The record is already organized when you arrive.

Instead of receiving a folder of files in varying states of currency and organization, you're working from a continuously maintained Asset Record — documents classified, data extracted, and sources linked. The assembly work is already done.

You can see what's been verified and what hasn't.

Every document in the record carries its trust state — observed, verified, or attested. You know which figures have been cross-validated across sources and which haven't been reviewed yet. That changes how you weight inputs and how you defend your conclusions.

Your models connect to the record directly.

Upload your valuation model and Building's AI maps verified record fields into your inputs automatically — rent, NOI, occupancy, lease expiration, capital reserves. When the underlying data changes, the model knows. Your workbook stays current without manual reconciliation.

Your sign-off becomes part of the permanent record.

When you attest to a valuation or confirm a record condition, that attestation logs permanently — tied to your identity, the specific records you reviewed, and the purpose for which you confirmed them. Your work is traceable. So is its basis.
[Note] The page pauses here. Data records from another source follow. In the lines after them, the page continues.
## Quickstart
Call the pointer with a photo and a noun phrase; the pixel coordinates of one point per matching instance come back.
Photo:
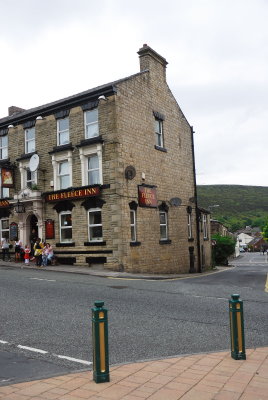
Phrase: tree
(223, 248)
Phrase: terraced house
(107, 176)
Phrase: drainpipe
(199, 267)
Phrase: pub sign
(147, 196)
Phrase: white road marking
(74, 359)
(32, 349)
(40, 279)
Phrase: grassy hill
(239, 206)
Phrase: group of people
(40, 252)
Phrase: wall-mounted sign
(73, 194)
(4, 203)
(7, 177)
(147, 196)
(50, 230)
(13, 231)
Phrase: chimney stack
(151, 60)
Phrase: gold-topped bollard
(100, 343)
(237, 328)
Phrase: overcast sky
(218, 66)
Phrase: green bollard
(237, 328)
(100, 343)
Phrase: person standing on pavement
(5, 249)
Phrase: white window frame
(159, 138)
(133, 226)
(165, 224)
(24, 167)
(189, 226)
(27, 141)
(4, 230)
(59, 132)
(3, 148)
(61, 175)
(84, 153)
(91, 123)
(56, 159)
(65, 227)
(4, 192)
(205, 226)
(92, 210)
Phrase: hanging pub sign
(147, 196)
(73, 194)
(50, 230)
(7, 177)
(13, 231)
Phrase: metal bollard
(100, 343)
(237, 328)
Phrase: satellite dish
(175, 201)
(34, 162)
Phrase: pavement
(195, 377)
(101, 272)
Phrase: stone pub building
(107, 176)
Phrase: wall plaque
(147, 196)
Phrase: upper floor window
(91, 164)
(4, 192)
(94, 225)
(205, 226)
(31, 178)
(66, 228)
(91, 123)
(93, 170)
(4, 228)
(30, 140)
(133, 226)
(63, 174)
(63, 131)
(158, 124)
(3, 147)
(163, 225)
(189, 225)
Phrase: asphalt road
(49, 313)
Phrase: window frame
(189, 226)
(2, 190)
(165, 224)
(205, 226)
(91, 240)
(4, 230)
(60, 175)
(65, 227)
(159, 134)
(84, 153)
(66, 155)
(59, 132)
(86, 124)
(133, 226)
(27, 141)
(93, 169)
(2, 147)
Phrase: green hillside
(239, 206)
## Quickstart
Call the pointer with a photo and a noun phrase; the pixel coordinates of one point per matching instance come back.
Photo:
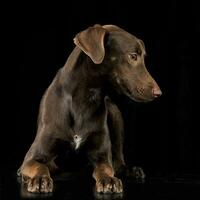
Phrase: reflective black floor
(81, 187)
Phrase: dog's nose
(156, 92)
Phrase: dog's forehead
(124, 40)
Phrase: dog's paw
(109, 185)
(136, 173)
(43, 184)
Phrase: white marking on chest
(77, 141)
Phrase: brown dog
(76, 110)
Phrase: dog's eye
(133, 56)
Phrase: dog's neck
(88, 81)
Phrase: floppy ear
(91, 42)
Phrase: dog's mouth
(136, 94)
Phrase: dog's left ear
(91, 42)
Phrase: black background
(161, 136)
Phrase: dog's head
(121, 55)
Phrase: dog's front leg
(101, 158)
(35, 170)
(106, 182)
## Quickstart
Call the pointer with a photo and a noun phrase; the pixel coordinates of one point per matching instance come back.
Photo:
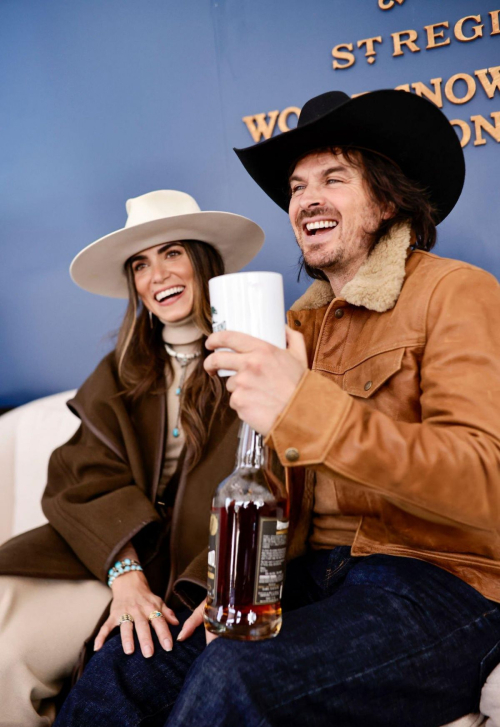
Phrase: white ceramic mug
(251, 302)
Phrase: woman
(128, 496)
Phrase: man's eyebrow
(325, 173)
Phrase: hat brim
(402, 126)
(100, 267)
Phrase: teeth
(169, 291)
(321, 224)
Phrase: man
(384, 411)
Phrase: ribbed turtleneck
(184, 337)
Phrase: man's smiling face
(332, 212)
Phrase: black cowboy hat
(406, 128)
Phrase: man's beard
(328, 261)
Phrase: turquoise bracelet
(121, 567)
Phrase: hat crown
(318, 106)
(159, 205)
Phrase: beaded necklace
(184, 359)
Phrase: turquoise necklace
(184, 360)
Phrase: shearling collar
(378, 282)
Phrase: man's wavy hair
(388, 187)
(143, 361)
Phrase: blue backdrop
(105, 100)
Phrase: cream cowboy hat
(163, 216)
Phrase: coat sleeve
(191, 586)
(92, 498)
(448, 466)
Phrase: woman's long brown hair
(142, 359)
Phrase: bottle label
(213, 552)
(270, 571)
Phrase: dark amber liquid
(232, 611)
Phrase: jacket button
(292, 454)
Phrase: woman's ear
(388, 211)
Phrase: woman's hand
(192, 623)
(132, 595)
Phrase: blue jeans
(375, 641)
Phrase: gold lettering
(435, 96)
(370, 49)
(494, 85)
(283, 117)
(495, 22)
(388, 4)
(342, 55)
(459, 29)
(465, 128)
(432, 35)
(259, 127)
(399, 41)
(481, 124)
(450, 84)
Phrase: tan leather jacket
(401, 407)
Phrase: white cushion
(29, 434)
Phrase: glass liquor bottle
(248, 534)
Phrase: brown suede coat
(101, 493)
(401, 409)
Where Building fits your workflow

Financing

Work from verified, source-linked asset records instead of transaction-specific packages assembled under deadline. Compress the input-gathering phase and focus on the analysis.

Transactions

Support acquisition and disposition appraisals with a record that shows its own history — prior valuations, operating trends, and verification events included.

Compliance

Confirm regulatory and covenant conditions against a governed record rather than a one-time document submission.

Tokenization

Provide defensible valuations for digital instruments that require continuously maintained, independently auditable asset data.
Your conclusions are only as strong as what's behind them.